Key Insights (9): There are few options for developed countries to respond to this trend.
Continuing with the Key Insights list, but jumping ahead a bit. I did a guest post a week or so ago on Phil Ferst's Horses for Sources blog. Since the post is already written, I will jump ahead to Key Insight #9. Back to numbers 2, 3, and 4 in the coming days.
--- ---
Picking up on Phil’s April Fool’s day post, I wanted to share a few thoughts on why we see lots of anti-offshoring rhetoric from politicians, but (thankfully) very little actual policy.
There is certainly a heavy demand from the man on the street to “do something.” It’s easy to understand why. We have become accustomed to trade in manufactured goods and natural resources. But manufacturing accounts for only about 15% of US employment, and developing countries generally enjoy a fully-delivered cost advantage of 10-30%. This is disconcerting for developed country workers, and we frequently observe moves against trade in manufactured goods, such as spurious anti-dumping actions and “buy America” provisions in various pieces of legislation.
Services, by contrast, account for about 78% of U.S. employment, and developing countries enjoy delivered cost savings of 40-70%.
So developing countries’ advantage is much larger in services, and many more people are potentially affected. That explains the political heat and the politicians’ rhetoric, but not the lack of policy.
So, why haven’t we seen offshoring regulations? Because trade in services is incredibly difficult to regulate. Regulating trade effectively requires that two conditions exist:
1. The government can observe what actions firms are taking, and
2. Any proposed policy must be credible and enforceable.

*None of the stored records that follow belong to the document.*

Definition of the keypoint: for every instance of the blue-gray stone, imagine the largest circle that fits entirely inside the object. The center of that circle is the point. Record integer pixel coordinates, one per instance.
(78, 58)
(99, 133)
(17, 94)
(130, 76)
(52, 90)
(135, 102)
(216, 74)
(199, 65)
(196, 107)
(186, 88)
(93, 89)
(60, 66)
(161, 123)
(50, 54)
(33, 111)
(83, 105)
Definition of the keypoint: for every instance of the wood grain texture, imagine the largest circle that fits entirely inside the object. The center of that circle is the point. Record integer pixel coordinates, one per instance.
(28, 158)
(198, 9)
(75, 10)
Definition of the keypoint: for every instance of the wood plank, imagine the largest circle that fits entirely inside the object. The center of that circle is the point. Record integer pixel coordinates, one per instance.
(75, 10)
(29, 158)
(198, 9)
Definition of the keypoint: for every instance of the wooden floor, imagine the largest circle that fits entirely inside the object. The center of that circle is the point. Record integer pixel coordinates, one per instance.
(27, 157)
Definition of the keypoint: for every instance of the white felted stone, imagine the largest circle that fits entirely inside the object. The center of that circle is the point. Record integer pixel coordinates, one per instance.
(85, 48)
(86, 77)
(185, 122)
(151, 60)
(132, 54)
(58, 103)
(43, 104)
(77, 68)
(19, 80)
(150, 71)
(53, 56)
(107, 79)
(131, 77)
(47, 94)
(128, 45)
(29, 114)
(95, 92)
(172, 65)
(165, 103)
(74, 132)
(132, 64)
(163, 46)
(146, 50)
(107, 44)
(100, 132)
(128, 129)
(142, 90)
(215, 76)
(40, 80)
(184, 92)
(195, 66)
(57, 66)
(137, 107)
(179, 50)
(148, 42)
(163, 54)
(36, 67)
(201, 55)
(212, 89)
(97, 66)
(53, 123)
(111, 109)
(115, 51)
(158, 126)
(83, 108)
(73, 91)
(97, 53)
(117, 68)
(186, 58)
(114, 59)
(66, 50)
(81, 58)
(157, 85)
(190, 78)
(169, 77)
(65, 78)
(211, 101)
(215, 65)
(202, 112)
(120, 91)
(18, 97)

To see why regulating offshoring is so difficult, compare the “offshoring” of auto components with that of IT services.
Auto parts -- Trade displacement in manufacturing is easy to observe. If Delphi closes a component plant in Michigan and opens one in Mexico, it is easy to see what happened. 500 Mexican workers are now doing the same tasks in the same way that the Michigan workers did. Production from the Mexican plant now goes to the customers formerly serviced by the Michigan plant. It is easy and accurate to conclude that the Mexican workers replaced the Michigan workers.
Second, if the Congress chooses to regulate this trade, it is fairly easy to do. Don’t let trucks from the plant cross the U.S. – Mexico border, or slap a tariff on auto components from Mexico. (Note that 99% of economists would recommend that Congress not do this, but most politicians are immune to the logic of comparative advantage).
Offshoring IT services -- IBM has been fairly aggressive about moving software support services offshore. In boom times, IBM is hiring many people in India and a few in the US. So, in 2006 and 2007, IBM hires SAP specialists, software testing, and wireless telecomm engineers in its India operation. These IT specialists work with other IBM teams in Australia, China, Japan, Germany, the UK, and the United States to service global customers.
Then, following the financial crisis in late 2008, IBM decides to lay off systems engineers, maintenance engineers, and COBOL programmers in the United States.
Is it in any way accurate to claim that the SAP specialists hired in India in 2006 displaced the systems engineers laid off in Philadelphia in 2009? Of course not. These are people in different functions, hired at different times.
IBM is a global firm servicing global companies. Except at the most aggregate level, the US government has almost no ability to independently observe whether IBM is “exporting jobs.” They could, of course, require that IBM report on what it’s doing. But there is no chance IBM would report in a way that indicts itself. There is simply no way a regulator could accurately observe what the firm’s 300,000 employees are doing, and who they are servicing.
Second, even if Congress wanted IBM to stop hiring people in India, what could it do? Would the Congress threaten to cut IBM off from the Internet? Or from communications satellites? Would Congress be willing to impose fines that are massive enough to cause IBM to withdraw from international markets, where it realizes 68% of its revenues? Unlike trucks crossing the US-Mexico border, regulators have no ability to monitor the bits and bytes zipping around the Internet, knitting various work teams together and allowing the firm to service global clients.
--- ---
The bottom line is that politicians are nearly helpless in the face of offshoring. Firms have a tremendous incentive to locate service activities in low-cost, good quality locations. Doing so cuts costs, increases capabilities, and creates competitive advantage. Politicians would like to regulate this activity, but they can neither accurately observe what firms are doing, nor come up with regulations that can be credibly enforced.
So, expect lots more rhetoric and, perhaps, some efforts to require new reporting by firms. But the offshore trend will continue unabated, despite politician’s hopes. In the short run, offshoring will cause more dislocation and pushback. In the medium and long-run, it will continue to raise productivity and living standards in both the developing and developed countries.